Speaking at the XPOSURE International Photography Festival 2019 on Sunday at a session titled ‘Do not Take Pictures', Manz said photographers need to start asking themselves a few critical questions before embarking on a journey to take images of the environment.
Manz's exhibition 'Philography’, on display at XPOSURE, is divided into two sections -- Our Hands and Habitat, Beyond Photography and A Journey of Intelligence -- and is an abstract narrative of our changing environment.
“For me, photography has three basic elements. First, the referent, or what to photograph. The second is light, followed by time. Photographers are constantly juggling these three elements,” he explained.
“However, it is essential to add that fourth and most important ingredient to your photography – your thoughts and ideas. Photography should reflect what you are thinking about,” he advised the audience. “Ask yourselves, Who am I? What messages do I want to transmit? Most importantly, why do I want to send these messages? Also, what do you want to make people feel through your messages?”, he continued.
Manz did not discover his love for photography until about six years ago. “I used to draw and paint when I was a teenager”, he said. Telling attendees about how he started his career as a photographer, Manz said, “I always say my photography career was the outcome of my passion for travelling. My wife and I love adventure; we love to travel, we love new experiences, and we are always in pursuit of the most incredible landscapes on the planet.”
He added, “However, as we launched ourselves into this journey to explore the world around us and ourselves in the process, the immense responsibility to protect our planet came along with it.”

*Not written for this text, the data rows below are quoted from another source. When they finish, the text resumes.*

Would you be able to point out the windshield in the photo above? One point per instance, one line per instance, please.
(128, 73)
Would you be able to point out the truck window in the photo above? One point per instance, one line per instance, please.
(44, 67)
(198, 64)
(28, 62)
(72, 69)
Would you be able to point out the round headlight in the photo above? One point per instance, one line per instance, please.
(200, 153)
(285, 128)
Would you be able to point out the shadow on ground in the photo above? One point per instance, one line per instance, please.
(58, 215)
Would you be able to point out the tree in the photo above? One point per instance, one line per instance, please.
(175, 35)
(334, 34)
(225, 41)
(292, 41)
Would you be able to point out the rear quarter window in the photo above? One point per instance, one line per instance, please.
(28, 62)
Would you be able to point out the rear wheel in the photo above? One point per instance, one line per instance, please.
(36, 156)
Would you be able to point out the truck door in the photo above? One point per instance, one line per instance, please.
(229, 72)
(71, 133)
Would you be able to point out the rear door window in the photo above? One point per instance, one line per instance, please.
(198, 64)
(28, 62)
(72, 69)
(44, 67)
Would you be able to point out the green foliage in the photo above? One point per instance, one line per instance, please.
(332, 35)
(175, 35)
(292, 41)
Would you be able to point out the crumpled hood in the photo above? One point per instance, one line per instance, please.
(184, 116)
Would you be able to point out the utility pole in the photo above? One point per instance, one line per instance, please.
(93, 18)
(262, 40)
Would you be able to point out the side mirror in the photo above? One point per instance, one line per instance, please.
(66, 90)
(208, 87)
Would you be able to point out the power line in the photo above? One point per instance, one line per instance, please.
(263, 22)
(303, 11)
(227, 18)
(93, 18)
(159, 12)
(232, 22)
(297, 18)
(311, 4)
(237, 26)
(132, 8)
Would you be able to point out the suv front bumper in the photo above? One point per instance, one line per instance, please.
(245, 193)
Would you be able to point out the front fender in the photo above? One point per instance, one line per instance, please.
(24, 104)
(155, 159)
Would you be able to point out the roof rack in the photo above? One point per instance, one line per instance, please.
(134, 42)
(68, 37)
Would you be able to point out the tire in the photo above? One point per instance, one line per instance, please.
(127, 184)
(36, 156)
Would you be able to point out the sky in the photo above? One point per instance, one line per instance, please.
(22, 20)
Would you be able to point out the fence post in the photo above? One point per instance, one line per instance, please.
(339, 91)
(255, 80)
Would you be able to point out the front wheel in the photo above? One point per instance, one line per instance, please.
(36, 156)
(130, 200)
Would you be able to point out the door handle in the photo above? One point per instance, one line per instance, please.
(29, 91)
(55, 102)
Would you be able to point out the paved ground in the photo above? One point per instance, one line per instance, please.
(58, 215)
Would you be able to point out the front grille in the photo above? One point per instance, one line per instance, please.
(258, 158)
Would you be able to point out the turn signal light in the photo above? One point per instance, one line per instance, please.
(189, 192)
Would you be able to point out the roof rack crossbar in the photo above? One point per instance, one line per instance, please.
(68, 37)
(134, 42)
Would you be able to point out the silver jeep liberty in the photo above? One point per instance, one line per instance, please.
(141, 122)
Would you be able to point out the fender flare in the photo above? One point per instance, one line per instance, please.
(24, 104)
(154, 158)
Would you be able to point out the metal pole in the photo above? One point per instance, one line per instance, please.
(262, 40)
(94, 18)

Explaining his unique technique, Manz said he uses photography as a window for people to look into the extraordinary relationship human beings have with nature.
“Over time my photography has transformed into what I call philography. As you can tell it is portmanteau of philosophy and photography,” the artist said, who is the main promoter of the support project Nepal Will Rise Again through which he and several others in the photography and humanitarian communities have joined hands to help the victims of the 2015 Nepal earthquake.
In some of Manz's more thought-provoking works, he has combined parts of a combustion engine with elements from the natural world. Speaking about what motivates his artistic vision, Manz said: “Maybe we need to find a new beginning in our relationship with our beautiful, yet fragile environment. All of my works are unnamed because I want people to derive their own unique interpretation of the issues at hand.”
Organised by the Sharjah Government Media Bureau, the four-day Xposure 2019 concluded on Sunday, September 22.